Monday, June 13, 2016

The Silent Women: Review

In The Silent Women (1953) by Margaret Page Hood, finds young Gil Donan, the recently appointed deputy sheriff from Fox Island, sent to Spruce Island, a near-by sparsely inhabited place off the Maine coast. The island is shrouded in a brooding fog which ideally matches the mood of the inhabitants. John Brown, whose original Italian name is Giovanni, has sent a message asking for help. He claims his beautiful and fiery daughter Gina had returned from the mainland only to be murdered. But there is no body and the island women, whose grapevine knows all the gossip and doings on the island--almost before they happen, claim that Gina has never returned.

They represent Giovanni as a lonely father whose loss of his wife followed by the desertion of his daughter has made him delusional. When Gil investigates and finds women's clothes--all of recent fashion--in the young woman's bedroom, Martha, a shopkeeper and leader of the island women, tells him that Giovanni would order gifts for Gina just as though she were still living with him. After that, the women go as silent as the fog that engulfs them. Finally, when the men of the island (fishermen who spend little time at home) arrive after their latest sailing journey, a plausible account of Gina's arrival and apparent departure is given. Gil decides to change his wild goose chase into a successful duck hunt before returning home. But when he goes into the underbrush after a wounded bird, he finds more than he bargained for. Gina did come home one last time...but she didn't leave.

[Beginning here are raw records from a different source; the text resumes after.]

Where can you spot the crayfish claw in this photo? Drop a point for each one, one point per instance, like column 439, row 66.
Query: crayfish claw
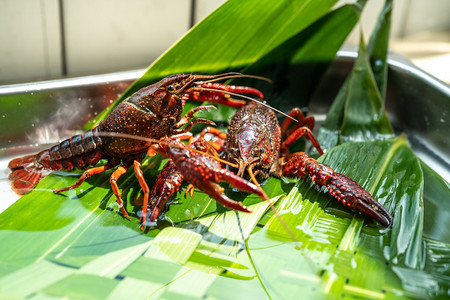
column 352, row 195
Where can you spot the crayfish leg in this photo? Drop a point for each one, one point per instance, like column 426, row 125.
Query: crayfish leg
column 86, row 174
column 113, row 180
column 144, row 186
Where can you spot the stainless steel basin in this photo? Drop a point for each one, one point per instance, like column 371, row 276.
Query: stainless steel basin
column 42, row 113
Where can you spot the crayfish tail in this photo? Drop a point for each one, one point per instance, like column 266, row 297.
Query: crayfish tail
column 351, row 194
column 25, row 174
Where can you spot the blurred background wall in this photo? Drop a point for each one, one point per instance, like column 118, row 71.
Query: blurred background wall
column 47, row 39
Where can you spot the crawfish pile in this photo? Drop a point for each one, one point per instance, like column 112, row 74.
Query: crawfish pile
column 255, row 146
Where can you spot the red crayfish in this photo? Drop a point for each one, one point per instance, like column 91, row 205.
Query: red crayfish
column 152, row 112
column 256, row 143
column 256, row 147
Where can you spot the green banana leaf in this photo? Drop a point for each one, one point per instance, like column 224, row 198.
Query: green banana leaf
column 77, row 246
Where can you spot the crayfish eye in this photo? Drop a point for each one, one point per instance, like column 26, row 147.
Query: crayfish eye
column 234, row 151
column 170, row 88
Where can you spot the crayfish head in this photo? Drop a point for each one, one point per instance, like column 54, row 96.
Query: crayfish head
column 251, row 149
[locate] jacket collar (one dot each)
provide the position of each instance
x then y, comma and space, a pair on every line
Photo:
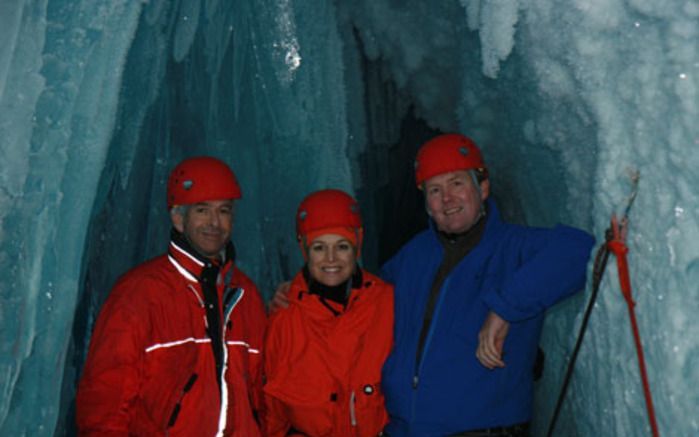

Hood manages in this short book (192 pages) to completely transport the reader to this secluded island. The brooding fog and the insular characters provides an atmosphere of  seclusion, mistrust of outsiders, and secrecy that creates the foundation for the tragic story. She also gives her characters a lot of depth--providing substantial background and cultivating sympathy for both Giovanni and the culprit. A suspenseful story with solid clues. Gil makes for an interesting detective--and one who develops over the course of the story. I would definitely be interested in getting my hands on The Scarlet Thread and In the Dark Night to see his further development. ★★ and a half.


********
With the woman's blue skirt, this counts as the "Blue Object" category on the Golden Vintage Scavenger Hunt card.

5 comments:

Peggy Ann said...

Bev, Maine is one of my favorite places. I've got to read this! Thanks!

fredamans said...

I'm so intrigued by this one... is the dad crazy or what?!

Bev Hankins said...

Peggy Ann: Hood wrote several books set in Maine. So--if you find this and like it, there are others to find as well.

bloodymurder said...

This sound really good Bev - thanks, brand new to me!

Ryan said...

Love the sound of this one. I can always count on you to add to my wishlist.